[jira] [Commented] (SPARK-23050) Structured Streaming with S3 file source duplicates data because of eventual consistency.

Steve Loughran (JIRA) Mon, 15 Jan 2018 07:14:25 -0800

    [ 
https://issues.apache.org/jira/browse/SPARK-23050?page=com.atlassian.jira.plugin.system.issuetabpanels:comment-tabpanel&focusedCommentId=16326330#comment-16326330
 ]


Steve Loughran commented on SPARK-23050:
----------------------------------------

Quick review of the code

Yes, there's potentially a failure if a cached 404 is picked up in taskCommit.
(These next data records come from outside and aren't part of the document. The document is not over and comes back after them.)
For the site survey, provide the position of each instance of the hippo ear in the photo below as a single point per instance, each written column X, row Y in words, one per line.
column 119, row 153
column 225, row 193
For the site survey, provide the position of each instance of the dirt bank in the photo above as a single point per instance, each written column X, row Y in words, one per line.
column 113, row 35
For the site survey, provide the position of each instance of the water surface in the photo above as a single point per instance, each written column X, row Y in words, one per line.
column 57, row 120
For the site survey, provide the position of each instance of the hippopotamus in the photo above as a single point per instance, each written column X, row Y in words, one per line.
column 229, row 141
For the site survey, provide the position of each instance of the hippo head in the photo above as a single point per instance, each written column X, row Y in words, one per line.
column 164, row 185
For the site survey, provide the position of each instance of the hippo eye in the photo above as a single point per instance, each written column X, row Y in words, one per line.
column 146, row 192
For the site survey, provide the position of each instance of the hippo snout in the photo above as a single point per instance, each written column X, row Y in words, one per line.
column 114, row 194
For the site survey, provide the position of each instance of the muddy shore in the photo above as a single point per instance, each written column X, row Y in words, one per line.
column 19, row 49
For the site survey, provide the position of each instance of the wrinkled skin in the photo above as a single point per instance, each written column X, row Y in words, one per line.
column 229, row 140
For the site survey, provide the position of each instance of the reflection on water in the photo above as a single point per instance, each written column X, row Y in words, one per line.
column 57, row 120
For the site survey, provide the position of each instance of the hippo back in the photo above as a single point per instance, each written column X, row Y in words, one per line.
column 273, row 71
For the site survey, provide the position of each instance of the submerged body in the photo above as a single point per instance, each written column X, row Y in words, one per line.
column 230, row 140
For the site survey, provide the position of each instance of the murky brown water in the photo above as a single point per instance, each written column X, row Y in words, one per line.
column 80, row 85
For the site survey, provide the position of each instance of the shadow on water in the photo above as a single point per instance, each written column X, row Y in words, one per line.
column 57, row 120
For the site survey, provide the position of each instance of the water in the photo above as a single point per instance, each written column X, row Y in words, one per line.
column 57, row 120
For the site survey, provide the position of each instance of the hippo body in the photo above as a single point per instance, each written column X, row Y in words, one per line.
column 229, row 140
It'd be slightly less brittle to return the array of URIs in the task commit 
message, have  {{commitJob}} call getFileStatus() for each. That'd eliminate 
the problem except for any task committed immediately before commitJob & whose 
ref was still in the negative cache of the S3 load balances. It would also  
help catch the potential issue "file is lost between task commit and job 
commit". Even so, it'd be safe to do some little retry a bit ike ScalaTest;s 
{{eventually()}} to deal with that negative caching. it *should* only be for a 
few seconds, at worst (we don't have any real figures on it, it's usually so 
rarely seen, at least with  the s3a client).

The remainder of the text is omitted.